Estimated reading time: 4 minutes
During Black History Month, I attended a panel hosted by Howard University featuring Dr. Ibram X. Kendi’s Spring Inclusive Growth and Racial Equity Thought Leadership Lecture Series.
My decision to brave DC’s grey chill that morning had wavered until the last minute—and now, sitting in an auditorium dotted with just a handful of others, watching Dr Kendi command the vast emptiness around him, I understood why something inside me had insisted I be there.
In recent years, especially highlighted in the first quarter of 2025, there have been significant changes in how organisations approach diversity, equity, and inclusion (DEI). Following the surge of commitments made after George Floyd’s murder, we are now observing a noticeable decline – a “pivot” in these efforts in many areas. This shift has been on my mind lately, especially after reflecting on insights from Dr. Ibram X. Kendi.
The Dual Nature of Institutional Commitment
As Dr. Kendi points out during the lecture, “You have some institutions who only put into place programs to diversify those institutions, to project to the world that they care about diversity, and those institutions weren’t necessarily serious to begin with.”
Performative DEI: Optics over Impact.
These organizations created DEI policies as public relations stunts, and when the environment changed, they changed accordingly.
In contrast, Kendi notes that other organisations approached diversity pragmatically: “They actually reviewed all the research studies that find that when you have a company or even a team with more women and people of colour, that team is more efficient and more profitable.”
These companies, driven by evidence-based decision-making rather than merely public perception, have primarily maintained their commitment to diverse workplaces.
Beyond Surface-Level DEI: The Fearless Futures Approach
The Fearless Futures White Paper, DEI Disrupted: The Blueprint For DEI Worth Doing emphasizes that organizations should shift away from surface-level initiatives and toward measuring concrete outcomes that demonstrate meaningful impact.
Organizations should essentially move beyond food, fun and flags.
Their paper argues that effective diversity, equity, and inclusion work must be evaluated based on tangible results that create systemic change rather than performative actions.
Organizations should establish clear metrics to assess whether their DEI efforts are genuinely transforming structures of inequity and creating more just environments for all stakeholders, particularly those from marginalized groups. By centering outcome measurement, organizations can better determine if their DEI strategies are achieving substantive progress or merely maintaining the appearance of commitment without addressing underlying issues of power and privilege.

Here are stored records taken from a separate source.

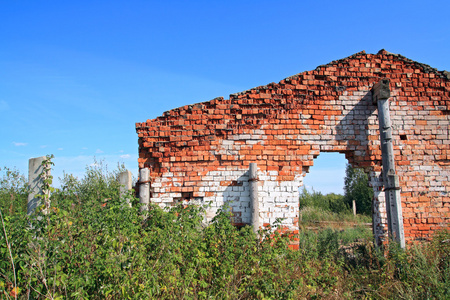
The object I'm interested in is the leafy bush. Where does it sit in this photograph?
[299,187,350,213]
[0,167,29,216]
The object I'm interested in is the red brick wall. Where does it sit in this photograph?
[136,50,450,242]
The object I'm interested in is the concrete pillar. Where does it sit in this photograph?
[373,79,405,248]
[248,163,260,234]
[27,156,50,215]
[119,170,133,207]
[139,168,150,211]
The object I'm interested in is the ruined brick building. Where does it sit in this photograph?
[136,50,450,242]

“research indicates a significant amount of [DEI] programming and activity delivered under the DEI banner in recent years has failed to demonstrate effectiveness of measurable impact.” (Dobin and Kalev 2016)
Beyond Simple Narratives
What strikes me most is how Dr. Kendi challenges our understanding of racism and, by extension, the work of DEI. He argues that we’ve projected racism “too simplistically” as merely “a phenomenon that hurts people of colour and helps white people” when the reality is “much more complicated.”
This nuanced perspective invites us to move beyond reductive narratives about DEI work. It’s not simply about helping one group at the expense of another but about creating systems where everyone can thrive.
The Transformation Challenge
Perhaps the most profound insight for DEI practitioners comes from Dr. Kendi’s observation about racism’s constantly evolving nature: “To be anti-racist is to recognise that transformation is needed, which then forces you as an individual to constantly want to understand the new developments.”
In DEI work, we must continually educate ourselves and adapt our approaches as social contexts change. What worked in 2020 may not address the challenges of 2025.
Looking Forward
Reflecting on DEI’s current state, I’m reminded of Kendi’s “duelling marches” concept—the ongoing tension between progress and resistance. Rather than seeing our current moment as a triumph or a failure, we might better understand it as part of this historical pattern of advancement and pushback.
For those of us committed to creating more equitable systems, the challenge is to move beyond superficial initiatives, ground our work in evidence and data, and remain adaptable to new manifestations of inequity. Only then can we ensure that DEI work transcends trends and creates lasting change.